Secondly, notable short-seller and hedge fund manager Bill Fleckenstein will be closing his short only hedge fund. Taken from Todd Sullivan's Value plays, Bill writes,
"After considerable thought and deliberation I have decided to make a major change in my life: I am going to close my hedge fund. I have several reasons for no longer wishing to run a short-only fund as I have for the past 12 years. First, my original reason for starting the fund was because of developments I saw occurring in the late 1990s that I wanted no part of. I felt that Greenspan was fomenting an environment that would lead to disaster, as consultants, financial advisors, and the public at large were losing all respect for risk. Of course, the reckless behavior carried far higher and lasted much, much longer than I ever imagined it could.

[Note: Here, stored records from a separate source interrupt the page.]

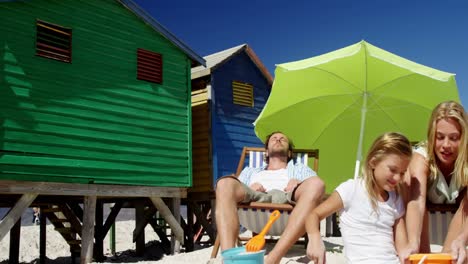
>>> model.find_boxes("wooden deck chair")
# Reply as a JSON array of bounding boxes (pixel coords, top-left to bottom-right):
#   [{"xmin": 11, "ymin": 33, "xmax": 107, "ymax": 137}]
[
  {"xmin": 427, "ymin": 203, "xmax": 458, "ymax": 245},
  {"xmin": 211, "ymin": 147, "xmax": 334, "ymax": 258}
]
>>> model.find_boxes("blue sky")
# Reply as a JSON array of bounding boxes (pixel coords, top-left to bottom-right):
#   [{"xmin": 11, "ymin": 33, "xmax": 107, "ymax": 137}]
[{"xmin": 134, "ymin": 0, "xmax": 468, "ymax": 106}]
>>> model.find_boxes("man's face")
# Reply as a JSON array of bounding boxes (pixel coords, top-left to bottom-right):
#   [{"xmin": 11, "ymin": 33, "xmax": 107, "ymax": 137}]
[{"xmin": 267, "ymin": 132, "xmax": 290, "ymax": 157}]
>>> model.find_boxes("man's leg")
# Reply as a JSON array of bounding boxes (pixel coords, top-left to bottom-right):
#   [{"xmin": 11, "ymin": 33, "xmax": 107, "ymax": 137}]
[
  {"xmin": 215, "ymin": 177, "xmax": 246, "ymax": 251},
  {"xmin": 265, "ymin": 177, "xmax": 325, "ymax": 264}
]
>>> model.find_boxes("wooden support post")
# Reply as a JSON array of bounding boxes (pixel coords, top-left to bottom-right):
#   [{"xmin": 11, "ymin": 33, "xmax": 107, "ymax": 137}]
[
  {"xmin": 149, "ymin": 197, "xmax": 184, "ymax": 247},
  {"xmin": 135, "ymin": 201, "xmax": 145, "ymax": 256},
  {"xmin": 80, "ymin": 195, "xmax": 96, "ymax": 264},
  {"xmin": 133, "ymin": 205, "xmax": 156, "ymax": 243},
  {"xmin": 171, "ymin": 198, "xmax": 181, "ymax": 254},
  {"xmin": 94, "ymin": 200, "xmax": 104, "ymax": 261},
  {"xmin": 186, "ymin": 201, "xmax": 194, "ymax": 252},
  {"xmin": 9, "ymin": 216, "xmax": 21, "ymax": 264},
  {"xmin": 0, "ymin": 193, "xmax": 37, "ymax": 241},
  {"xmin": 189, "ymin": 200, "xmax": 216, "ymax": 242},
  {"xmin": 39, "ymin": 206, "xmax": 46, "ymax": 264}
]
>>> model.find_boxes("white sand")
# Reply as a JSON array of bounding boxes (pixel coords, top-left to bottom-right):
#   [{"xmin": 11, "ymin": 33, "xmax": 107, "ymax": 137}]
[
  {"xmin": 0, "ymin": 211, "xmax": 344, "ymax": 264},
  {"xmin": 0, "ymin": 208, "xmax": 442, "ymax": 263}
]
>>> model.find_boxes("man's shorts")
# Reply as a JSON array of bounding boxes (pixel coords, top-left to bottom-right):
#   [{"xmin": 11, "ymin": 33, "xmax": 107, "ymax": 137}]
[{"xmin": 217, "ymin": 175, "xmax": 300, "ymax": 205}]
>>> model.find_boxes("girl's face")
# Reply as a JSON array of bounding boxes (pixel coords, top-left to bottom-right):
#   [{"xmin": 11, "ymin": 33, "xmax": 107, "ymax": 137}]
[
  {"xmin": 371, "ymin": 154, "xmax": 410, "ymax": 199},
  {"xmin": 434, "ymin": 118, "xmax": 461, "ymax": 168}
]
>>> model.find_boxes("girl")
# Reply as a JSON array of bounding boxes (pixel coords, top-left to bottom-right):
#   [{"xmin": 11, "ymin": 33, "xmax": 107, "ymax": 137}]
[
  {"xmin": 404, "ymin": 101, "xmax": 468, "ymax": 262},
  {"xmin": 306, "ymin": 132, "xmax": 412, "ymax": 264}
]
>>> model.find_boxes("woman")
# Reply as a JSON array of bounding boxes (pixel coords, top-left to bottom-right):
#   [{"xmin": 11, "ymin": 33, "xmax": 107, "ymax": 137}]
[{"xmin": 404, "ymin": 101, "xmax": 468, "ymax": 262}]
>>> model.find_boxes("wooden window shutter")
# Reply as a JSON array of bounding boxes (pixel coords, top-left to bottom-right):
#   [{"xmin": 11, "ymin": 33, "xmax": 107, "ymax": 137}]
[
  {"xmin": 36, "ymin": 20, "xmax": 72, "ymax": 63},
  {"xmin": 137, "ymin": 48, "xmax": 163, "ymax": 84},
  {"xmin": 232, "ymin": 81, "xmax": 254, "ymax": 107}
]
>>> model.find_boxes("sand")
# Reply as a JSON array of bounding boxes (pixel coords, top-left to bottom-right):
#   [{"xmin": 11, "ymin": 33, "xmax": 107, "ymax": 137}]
[
  {"xmin": 0, "ymin": 207, "xmax": 344, "ymax": 264},
  {"xmin": 0, "ymin": 208, "xmax": 442, "ymax": 264}
]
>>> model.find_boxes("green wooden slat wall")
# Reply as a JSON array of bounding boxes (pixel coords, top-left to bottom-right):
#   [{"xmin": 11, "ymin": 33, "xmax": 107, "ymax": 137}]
[{"xmin": 0, "ymin": 0, "xmax": 192, "ymax": 187}]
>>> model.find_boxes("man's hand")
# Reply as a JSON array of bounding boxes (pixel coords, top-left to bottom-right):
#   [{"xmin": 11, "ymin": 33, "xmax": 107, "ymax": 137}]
[
  {"xmin": 284, "ymin": 179, "xmax": 301, "ymax": 192},
  {"xmin": 250, "ymin": 182, "xmax": 266, "ymax": 192}
]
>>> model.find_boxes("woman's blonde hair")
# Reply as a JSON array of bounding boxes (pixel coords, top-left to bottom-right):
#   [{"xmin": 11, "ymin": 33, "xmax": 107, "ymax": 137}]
[
  {"xmin": 426, "ymin": 101, "xmax": 468, "ymax": 188},
  {"xmin": 362, "ymin": 132, "xmax": 413, "ymax": 210}
]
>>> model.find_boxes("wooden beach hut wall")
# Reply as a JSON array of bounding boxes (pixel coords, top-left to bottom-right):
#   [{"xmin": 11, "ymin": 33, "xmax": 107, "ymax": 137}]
[
  {"xmin": 0, "ymin": 0, "xmax": 204, "ymax": 262},
  {"xmin": 188, "ymin": 44, "xmax": 272, "ymax": 245},
  {"xmin": 190, "ymin": 44, "xmax": 272, "ymax": 190}
]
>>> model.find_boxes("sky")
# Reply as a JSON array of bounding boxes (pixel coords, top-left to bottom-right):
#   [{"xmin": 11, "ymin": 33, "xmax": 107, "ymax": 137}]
[{"xmin": 134, "ymin": 0, "xmax": 468, "ymax": 106}]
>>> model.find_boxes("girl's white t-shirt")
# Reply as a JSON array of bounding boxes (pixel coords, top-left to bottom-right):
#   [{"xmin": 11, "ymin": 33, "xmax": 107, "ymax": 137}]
[
  {"xmin": 249, "ymin": 168, "xmax": 288, "ymax": 191},
  {"xmin": 336, "ymin": 178, "xmax": 405, "ymax": 264}
]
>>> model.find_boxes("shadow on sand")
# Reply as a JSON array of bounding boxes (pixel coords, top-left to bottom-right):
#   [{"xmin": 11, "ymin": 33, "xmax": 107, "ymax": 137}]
[{"xmin": 0, "ymin": 240, "xmax": 169, "ymax": 264}]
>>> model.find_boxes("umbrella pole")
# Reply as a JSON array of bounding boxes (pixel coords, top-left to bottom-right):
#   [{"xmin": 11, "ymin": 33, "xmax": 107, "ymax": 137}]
[{"xmin": 354, "ymin": 92, "xmax": 368, "ymax": 179}]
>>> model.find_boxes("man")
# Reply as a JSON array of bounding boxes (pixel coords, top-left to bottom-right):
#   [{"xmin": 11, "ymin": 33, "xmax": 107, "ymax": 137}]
[{"xmin": 215, "ymin": 131, "xmax": 325, "ymax": 264}]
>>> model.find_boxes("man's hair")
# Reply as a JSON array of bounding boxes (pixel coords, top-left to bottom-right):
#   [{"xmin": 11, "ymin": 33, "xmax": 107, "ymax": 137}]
[{"xmin": 264, "ymin": 131, "xmax": 294, "ymax": 163}]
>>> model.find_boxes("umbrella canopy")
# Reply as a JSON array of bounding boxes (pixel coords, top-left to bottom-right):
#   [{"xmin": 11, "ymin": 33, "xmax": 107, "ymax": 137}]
[{"xmin": 254, "ymin": 40, "xmax": 459, "ymax": 192}]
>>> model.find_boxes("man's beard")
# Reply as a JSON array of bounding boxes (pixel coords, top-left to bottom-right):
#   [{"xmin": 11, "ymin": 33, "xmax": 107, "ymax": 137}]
[{"xmin": 268, "ymin": 147, "xmax": 288, "ymax": 159}]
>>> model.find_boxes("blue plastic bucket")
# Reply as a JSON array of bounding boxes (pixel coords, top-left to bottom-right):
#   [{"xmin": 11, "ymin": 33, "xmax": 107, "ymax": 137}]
[{"xmin": 221, "ymin": 246, "xmax": 265, "ymax": 264}]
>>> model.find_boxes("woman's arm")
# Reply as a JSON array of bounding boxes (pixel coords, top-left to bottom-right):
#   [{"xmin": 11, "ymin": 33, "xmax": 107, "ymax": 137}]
[
  {"xmin": 444, "ymin": 194, "xmax": 468, "ymax": 264},
  {"xmin": 306, "ymin": 191, "xmax": 344, "ymax": 264},
  {"xmin": 404, "ymin": 153, "xmax": 430, "ymax": 251}
]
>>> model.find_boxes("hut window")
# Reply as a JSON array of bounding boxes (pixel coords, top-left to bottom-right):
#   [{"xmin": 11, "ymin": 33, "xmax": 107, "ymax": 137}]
[
  {"xmin": 137, "ymin": 48, "xmax": 163, "ymax": 84},
  {"xmin": 36, "ymin": 20, "xmax": 72, "ymax": 63},
  {"xmin": 232, "ymin": 81, "xmax": 254, "ymax": 107}
]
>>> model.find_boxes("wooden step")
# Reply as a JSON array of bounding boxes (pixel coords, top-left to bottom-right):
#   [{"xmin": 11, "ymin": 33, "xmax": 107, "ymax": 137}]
[
  {"xmin": 55, "ymin": 227, "xmax": 74, "ymax": 233},
  {"xmin": 50, "ymin": 218, "xmax": 69, "ymax": 223},
  {"xmin": 70, "ymin": 246, "xmax": 81, "ymax": 253},
  {"xmin": 42, "ymin": 207, "xmax": 61, "ymax": 213},
  {"xmin": 66, "ymin": 240, "xmax": 81, "ymax": 245}
]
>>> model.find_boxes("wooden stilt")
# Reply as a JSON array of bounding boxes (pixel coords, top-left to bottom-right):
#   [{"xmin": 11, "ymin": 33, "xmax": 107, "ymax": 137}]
[
  {"xmin": 94, "ymin": 201, "xmax": 104, "ymax": 261},
  {"xmin": 135, "ymin": 201, "xmax": 145, "ymax": 256},
  {"xmin": 39, "ymin": 206, "xmax": 46, "ymax": 264},
  {"xmin": 9, "ymin": 216, "xmax": 21, "ymax": 264},
  {"xmin": 186, "ymin": 202, "xmax": 194, "ymax": 252},
  {"xmin": 80, "ymin": 195, "xmax": 96, "ymax": 264},
  {"xmin": 0, "ymin": 193, "xmax": 37, "ymax": 241},
  {"xmin": 171, "ymin": 198, "xmax": 181, "ymax": 254},
  {"xmin": 149, "ymin": 197, "xmax": 184, "ymax": 246},
  {"xmin": 101, "ymin": 202, "xmax": 122, "ymax": 255}
]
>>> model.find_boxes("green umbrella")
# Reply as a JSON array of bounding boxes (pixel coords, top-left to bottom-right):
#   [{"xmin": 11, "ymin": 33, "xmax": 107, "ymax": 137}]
[{"xmin": 254, "ymin": 40, "xmax": 459, "ymax": 193}]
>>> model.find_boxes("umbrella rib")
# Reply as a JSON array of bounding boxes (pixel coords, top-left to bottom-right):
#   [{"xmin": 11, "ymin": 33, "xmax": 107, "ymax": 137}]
[
  {"xmin": 313, "ymin": 95, "xmax": 363, "ymax": 144},
  {"xmin": 309, "ymin": 67, "xmax": 364, "ymax": 93},
  {"xmin": 372, "ymin": 72, "xmax": 422, "ymax": 94}
]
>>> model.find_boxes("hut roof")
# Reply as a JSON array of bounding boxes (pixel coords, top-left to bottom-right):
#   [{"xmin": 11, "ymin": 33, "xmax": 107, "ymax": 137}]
[
  {"xmin": 120, "ymin": 0, "xmax": 205, "ymax": 67},
  {"xmin": 191, "ymin": 44, "xmax": 273, "ymax": 85}
]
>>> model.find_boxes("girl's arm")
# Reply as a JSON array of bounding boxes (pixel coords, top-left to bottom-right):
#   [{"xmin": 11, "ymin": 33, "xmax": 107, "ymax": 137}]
[
  {"xmin": 393, "ymin": 216, "xmax": 409, "ymax": 263},
  {"xmin": 306, "ymin": 191, "xmax": 344, "ymax": 264},
  {"xmin": 404, "ymin": 153, "xmax": 429, "ymax": 252}
]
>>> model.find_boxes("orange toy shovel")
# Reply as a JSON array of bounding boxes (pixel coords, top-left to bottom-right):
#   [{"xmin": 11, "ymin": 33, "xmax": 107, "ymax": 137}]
[{"xmin": 245, "ymin": 210, "xmax": 281, "ymax": 252}]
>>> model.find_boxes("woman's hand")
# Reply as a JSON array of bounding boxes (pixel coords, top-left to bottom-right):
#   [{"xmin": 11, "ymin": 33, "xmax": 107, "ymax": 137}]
[
  {"xmin": 306, "ymin": 232, "xmax": 326, "ymax": 264},
  {"xmin": 451, "ymin": 235, "xmax": 467, "ymax": 264}
]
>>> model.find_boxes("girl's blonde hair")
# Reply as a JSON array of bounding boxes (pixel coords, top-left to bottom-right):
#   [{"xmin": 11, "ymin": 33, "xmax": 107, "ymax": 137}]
[
  {"xmin": 362, "ymin": 132, "xmax": 413, "ymax": 210},
  {"xmin": 426, "ymin": 101, "xmax": 468, "ymax": 188}
]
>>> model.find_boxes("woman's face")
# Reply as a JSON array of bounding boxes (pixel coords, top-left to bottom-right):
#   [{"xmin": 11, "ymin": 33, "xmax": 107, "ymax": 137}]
[{"xmin": 434, "ymin": 118, "xmax": 461, "ymax": 167}]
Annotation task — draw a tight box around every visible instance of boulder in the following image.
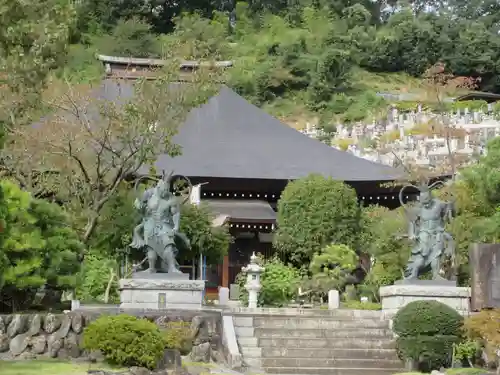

However, the recent carnage in the stock market, real estate market and the financial system (as well as the job losses) has washed away those excesses to a large degree and it has violently demonstrated the risks associated with investing.
A future goal of mine, when I set up the fund in 1996 -- as I attempted to step aside from the madness -- was to return to the long side of the business at some point in time when I felt that investors had become more rational regarding risk and stocks offered a more favorable risk/reward proposition. I considered this option very briefly in 2002 after the stock bubble imploded, but the cleansing process was postponed due to the burgeoning real-estate bubble.
Second, though I think that the stock market still has unfinished business on the downside, I believe that 2009 is the year to prepare for a return to managing money in a more balanced fashion, with longs (and some shorts), as there are currently plenty of interesting ideas that appear to offer a margin of safety. On the flipside, compelling opportunities on the short side are not as abundant as they were just a few months ago (though there still are plenty.)"
Such words and actions could provide reason for investors to get a little bit bullish. After all, if a noted short seller is switching teams, he's got to be intrigued by something, right?